Il s’agit d’une question de reconnaissance de filiation. La filiation juridique est le lien qui unit le parent à l’enfant et qui donne des droits et obligations aux parents. Quatre façons permettent de prouver une filiation.
Prouver une filiation
D’abord, la filiation est prouvée lorsque le nom d’un parent est inscrit sur l’acte de naissance. Il est seulement possible d’inscrire deux parents sur un acte de naissance. Ici, comme il n’y a que Sarah d’inscrite, il serait encore possible pour Nico d’établir sa filiation.
Ensuite, il existe la présomption de paternité. Dans ce cas, l’enfant né pendant le mariage, l’union civile, l’union de fait, ou dans les 300 jours après la séparation du couple est présumé avoir pour père le conjoint de sa mère. Comme Nico et Sarah n’étaient pas en couple lorsque Suki est né, Nico n’a pas bénéficié d’une présomption de paternité.

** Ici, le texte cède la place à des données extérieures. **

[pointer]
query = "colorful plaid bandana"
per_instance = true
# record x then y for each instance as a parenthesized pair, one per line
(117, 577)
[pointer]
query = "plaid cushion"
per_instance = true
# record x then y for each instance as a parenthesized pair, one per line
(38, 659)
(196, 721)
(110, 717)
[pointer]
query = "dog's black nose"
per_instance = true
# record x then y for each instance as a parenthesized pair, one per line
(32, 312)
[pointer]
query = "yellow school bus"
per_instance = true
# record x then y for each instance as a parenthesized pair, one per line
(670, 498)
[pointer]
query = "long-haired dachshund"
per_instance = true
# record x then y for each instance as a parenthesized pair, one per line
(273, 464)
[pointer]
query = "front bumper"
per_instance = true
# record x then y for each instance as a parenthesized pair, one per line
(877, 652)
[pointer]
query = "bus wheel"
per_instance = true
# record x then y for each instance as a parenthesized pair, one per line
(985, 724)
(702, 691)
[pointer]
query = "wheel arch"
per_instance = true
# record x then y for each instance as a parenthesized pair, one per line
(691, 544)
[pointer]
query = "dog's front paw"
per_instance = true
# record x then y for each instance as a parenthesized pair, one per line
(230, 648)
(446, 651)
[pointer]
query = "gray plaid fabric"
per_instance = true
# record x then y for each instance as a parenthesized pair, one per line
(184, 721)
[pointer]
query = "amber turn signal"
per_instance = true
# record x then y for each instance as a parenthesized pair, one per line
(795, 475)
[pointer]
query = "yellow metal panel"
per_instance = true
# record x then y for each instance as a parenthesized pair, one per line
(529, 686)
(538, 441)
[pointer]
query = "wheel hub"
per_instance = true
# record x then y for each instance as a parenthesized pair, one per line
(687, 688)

Une autre façon de prouver la filiation est par la possession constante d’état. Cela implique que le parent est présent de façon régulière dans la vie de l’enfant depuis sa naissance, jusqu’à au moins 24 mois. Par exemple, cela peut se produire lorsqu’un parent non biologique s’occupe de l’enfant et agit comme son parent durant ce délai.
Enfin, la reconnaissance volontaire de filiation. Il s’agit du cas où une personne affirme être le parent de l’enfant et déclare accepter les obligations parentales qui en découlent. Ce serait la solution pour Nico. Si la demande est acceptée, le nom de Nico sera inscrit sur l’acte de naissance de Suki.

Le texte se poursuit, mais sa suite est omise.